The streetwear fashion market has eventually transformed into a highly lucrative and booming sector, with the success attained by the athleisure and activewear categories. Such street-inspired clothing has quickly gained momentum, thanks to the upcoming target consumers, namely the millennials and Gen Z purchasers, who are directly evocative of the culture and inspiration driving this market forward.
A combination of premium, casual and comfort-fit clothing, which essentially comprises of sweaters, hoodies, logo tees, sneakers, bombers and caps adorned with graphics and a hint of culture make up the streetwear market. Designers and high-fashion brands have tapped this comfort and utility-based trend by introducing limited drops at high prices, thus giving the impression of a covetable experience to their consumers. Additionally, the upswing in hi-tech fabrics has positively aided in the rising popularity of this trend. What started as an affordable market, now revels with escalating demand and prices owing to the limited production model and the insurgence of the resale market.
Modern day media also has a strong role to play in this successful adoption.
Boasting of a direct impact on the consumers of today, media has helped garner favouritism from influencers and celebrities for this fashion movement. The soaring demand, not being backed up by equivalent supply, contributes to create the zeal and desire to own such pieces quite unlike most popular sportswear/athleisure brands which compete with this demand by having merchandise available all throughout the season.
But how does one justify something that is produced in mass but has yet become so rare and luxurious?
In ‘No Logo’— her manifesto on Culture and Global Capitalism published in the last month of 1999 — Naomi Klein wrote that the real work of companies was no longer manufacturing, but marketing. Competitors are intrigued by the model of brands introducing limited drops at sky rocketing prices, and still managing to be consistently sold out.
Brands today know very well how to play with the psychology of consumers and this is directly visible in the way they purposely try to imbalance demand with supply. Announcements of limited drops at a well-planned time, are so strategically thought of that it is enough to bemuse customers and lure them to own such limited edition pieces.
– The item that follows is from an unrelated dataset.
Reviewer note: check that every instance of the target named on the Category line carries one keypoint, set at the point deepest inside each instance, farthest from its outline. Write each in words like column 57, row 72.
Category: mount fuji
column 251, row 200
One such brand is Nike, which recognised the significance of limiting supply to create hype and thus tried to implement the same strategy last year with the drop of its Jordon iconic styles and colours. Even luxury retailers such as Barneys, Colette, and Dover Street Market are using the drop model to generate urgency and specificity.
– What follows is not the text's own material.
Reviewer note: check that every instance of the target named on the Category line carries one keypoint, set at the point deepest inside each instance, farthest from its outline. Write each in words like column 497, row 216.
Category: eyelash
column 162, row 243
On the other hand, young, high-end fashion labels with athleisure aesthetics that cater to streetwear, such as Vetements and Gosha Rubchinskiy are taking cues from small, suburban retailers, and massive multinational companies with vast global distribution networks—such as Nike and Adidas— and are revamping their supply chains to mimic the drop model (beyond their respective exclusive celebrity partnerships with brands like Jordan Brand and Yeezy).
With an astute keenness and zeal to tap into the popularity enjoyed by the streetwear drop model, there are people who have made a full-fledged business out of this trend by buying and reselling such clothing to other prospective customers who are not able to make purchases on the appropriate occasion.
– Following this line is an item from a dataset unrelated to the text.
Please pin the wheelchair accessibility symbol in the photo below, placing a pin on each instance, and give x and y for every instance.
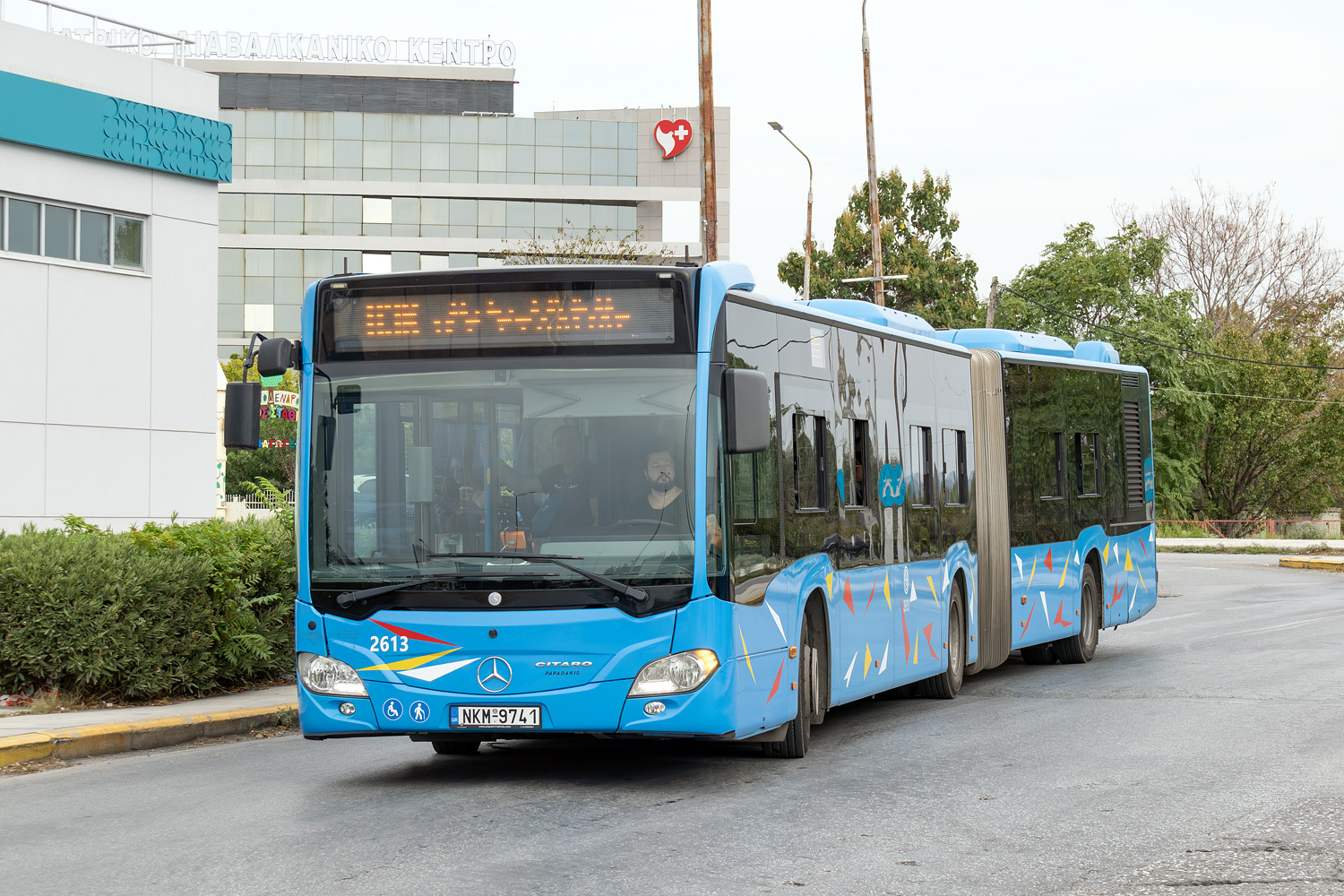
(890, 490)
Initially, the consignment resale industry included the buying as well as selling of luxury goods but more recently, a third wing has evolved. This wing is characterized by stocking up of limited edition pieces by gaining early access and then putting them up in the market to resell them at a higher rate. Streetwear has emerged as a top contender of this category. It continues to soar as entrepreneurial sellers bank upon the inflated premiums that customers are prepared to pay to own the most anticipated products.
People who can afford such merchandise, many a times, do not want to undergo the hassle of the long waiting queues and instead prefer to purchase from the resale market, not minding the additional cost. This is one of the reasons why these collections are regularly sold out.

Social media has also contributed in a big way to add to the hype. Every brand and retailer knows that the only window to the consumers of the future is the social platform.
Instagram has helped to spread this trend and has made it even more popular than the maturing athleisure. The appeal of streetwear has resulted in sportswear brands losing out on retaining their charm by attracting consumers towards brands such as Vans and Supreme. More than ever before, brands are exclusively utilizing the influencer-power to drive engagement and to create an atmosphere of ‘have to own’ around such products.
Pictures of celebrities wearing limited, exclusive clothing create an overvalued buzz among consumers who want a taste of the elusive lifestyle by trying to obtain a much sought-after product. The drop model drives a hype that fosters a community around a particular product or brand, rousing not just a desire to spend, but also a desire to belong.
Now that streetwear has surfaced on the runways as well, it is certain that the trend will continue to cast a major impact on the fashion landscape. People’s approach to fashion is definitely changing towards more classic, comfortable and wearable pieces.
And with consumers preferring more exclusive and tailor-made experiences, the rise of such uncommon models of business are sure to play an active role in the future of fashion retail.